According to newly published findings by Assistant Professor of Marketing Yajin Wang at the University of Maryland’s Robert H. Smith School of Business, women using a luxury product tend to exhibit selfish behavior such as sharing fewer resources than women using the same non branded product.

The work is published as “Does the Devil Wear Prada? How Luxury Consumption Influences Prosocial Behavior” by the International Journal of Research in Marketing.

Co-authors Wang and University of Minnesota Carlson School of Management professors Deborah Roedder John and Vladas Griskevicious provided women with a Prada handbag to use. They then presented the women with opportunities to exhibit prosocial behavior like donating money to charity.

They discovered that the women gave less when donating money in private but gave more when donating money in front of other people. 
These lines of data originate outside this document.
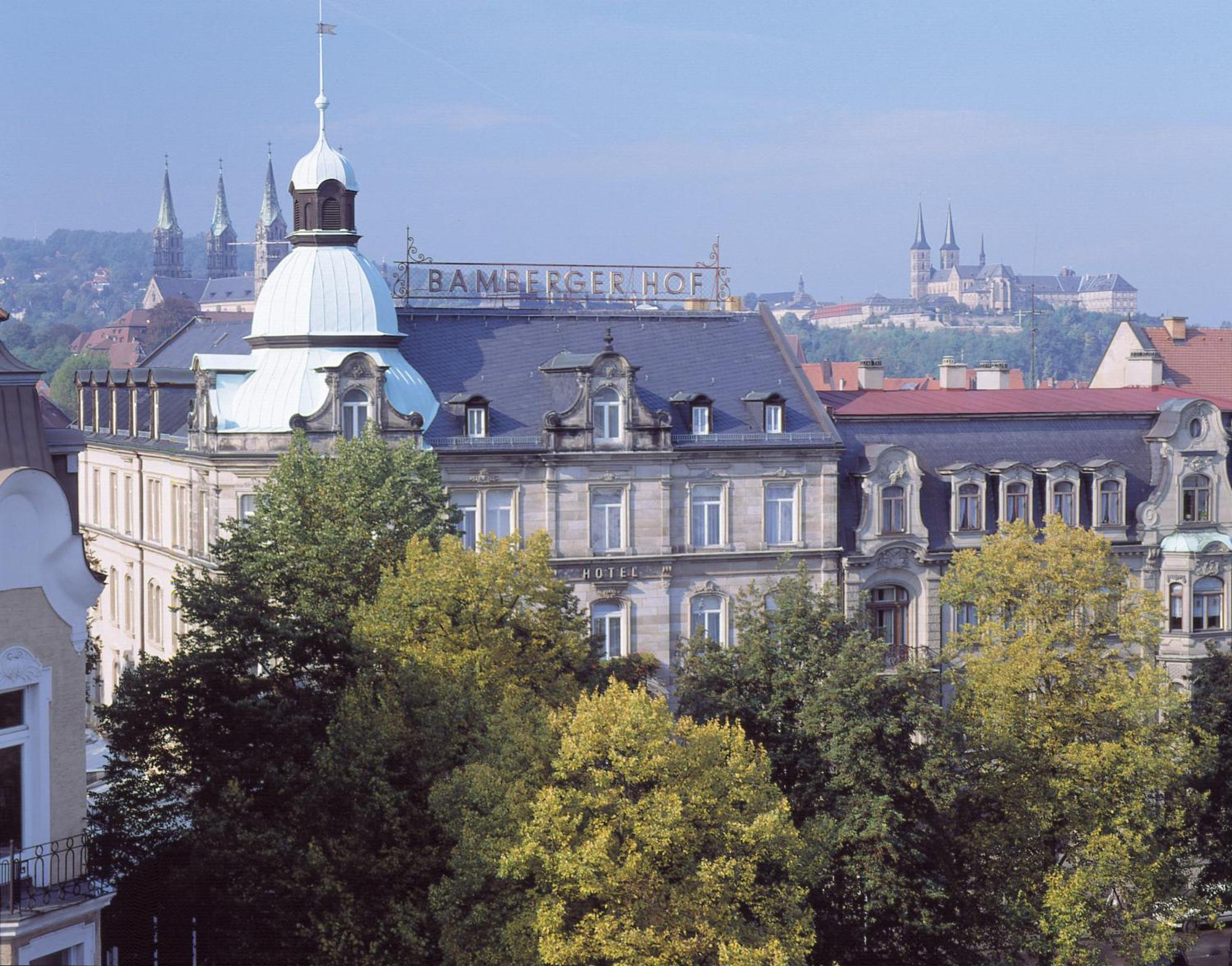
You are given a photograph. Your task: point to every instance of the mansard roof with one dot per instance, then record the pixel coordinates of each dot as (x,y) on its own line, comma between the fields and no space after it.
(503,354)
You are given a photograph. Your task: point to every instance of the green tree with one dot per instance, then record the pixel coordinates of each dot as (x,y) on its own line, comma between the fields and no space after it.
(1076,745)
(63,390)
(870,798)
(661,842)
(213,747)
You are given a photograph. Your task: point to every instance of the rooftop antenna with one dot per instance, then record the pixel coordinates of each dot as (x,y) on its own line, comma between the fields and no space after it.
(322,30)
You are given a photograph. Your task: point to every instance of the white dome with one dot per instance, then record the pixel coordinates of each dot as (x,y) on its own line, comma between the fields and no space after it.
(323,164)
(325,290)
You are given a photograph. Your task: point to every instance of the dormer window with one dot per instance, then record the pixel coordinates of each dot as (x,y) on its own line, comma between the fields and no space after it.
(355,413)
(606,407)
(1196,498)
(477,421)
(774,418)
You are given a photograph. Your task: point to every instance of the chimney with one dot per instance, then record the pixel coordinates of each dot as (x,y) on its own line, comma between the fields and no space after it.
(1145,367)
(870,374)
(954,375)
(992,375)
(1176,327)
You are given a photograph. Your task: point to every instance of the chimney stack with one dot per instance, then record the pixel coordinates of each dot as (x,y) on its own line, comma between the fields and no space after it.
(1176,327)
(870,374)
(953,375)
(992,375)
(1145,368)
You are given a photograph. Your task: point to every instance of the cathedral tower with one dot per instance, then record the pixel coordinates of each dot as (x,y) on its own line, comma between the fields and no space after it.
(949,248)
(168,237)
(922,259)
(272,232)
(221,258)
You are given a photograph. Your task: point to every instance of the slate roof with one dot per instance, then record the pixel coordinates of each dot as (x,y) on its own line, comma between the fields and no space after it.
(938,444)
(215,335)
(235,289)
(501,355)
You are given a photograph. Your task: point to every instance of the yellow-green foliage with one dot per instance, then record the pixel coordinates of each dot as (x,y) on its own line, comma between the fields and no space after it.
(661,842)
(1076,741)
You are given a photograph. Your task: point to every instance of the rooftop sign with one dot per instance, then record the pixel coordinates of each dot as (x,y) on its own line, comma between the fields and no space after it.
(422,279)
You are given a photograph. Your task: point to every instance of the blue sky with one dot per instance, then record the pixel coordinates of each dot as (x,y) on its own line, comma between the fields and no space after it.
(1088,134)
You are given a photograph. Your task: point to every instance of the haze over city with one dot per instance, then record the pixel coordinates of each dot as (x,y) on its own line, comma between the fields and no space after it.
(1068,135)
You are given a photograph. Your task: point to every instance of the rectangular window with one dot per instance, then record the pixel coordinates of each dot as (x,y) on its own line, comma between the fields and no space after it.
(476,421)
(705,512)
(468,503)
(607,513)
(498,513)
(780,513)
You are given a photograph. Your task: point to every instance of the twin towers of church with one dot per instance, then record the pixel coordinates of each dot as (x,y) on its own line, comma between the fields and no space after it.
(222,258)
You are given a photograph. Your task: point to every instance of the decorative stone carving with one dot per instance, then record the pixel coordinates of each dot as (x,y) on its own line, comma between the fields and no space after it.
(19,667)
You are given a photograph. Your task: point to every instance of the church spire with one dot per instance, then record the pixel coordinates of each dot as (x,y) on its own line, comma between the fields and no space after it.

“This research demonstrates that luxury consumption has a negative impact beyond the luxury user alone,” say the authors. “Our work shows that luxury consumption can also have negative consequences for the well-being of others because the lower levels of prosocial behavior triggered by luxury usage in our studies have negative effects for others. Such behaviors, which can be viewed as the societal costs of luxury consumption, are not only unexpected but are also unwelcome consequences of luxury usage.” 

What’s more, the research found that luxury products tend to boost an individual’s sense of their own social status, but only if the luxury product is perceived as rare and exclusive and is used in front of other people. 

“We uncover conditions under which luxury products boost people’s sense of status, which then alters their prosocial behavior,” the authors say. “In doing so, we help reconcile previous opposing findings regarding the effect of social status on prosocial behavior. Whereas luxury consumption generally promotes less prosocial tendencies, it leads to more prosocial behavior when such acts can enhance a person’s reputation.” 

So does the devil wear Prada? While this phrase implies that only wicked people wear and use luxury brands, these findings suggest something else: wearing and using Prada can lead ordinary people to behave badly.

“We repeatedly found that women wearing luxury products behaved less prosocially, including by sharing less money with others and donating less money to charity when no one was around to see it,” say the authors. “Taken together, these findings provide novel evidence that using luxury goods affects how people feel and behave.”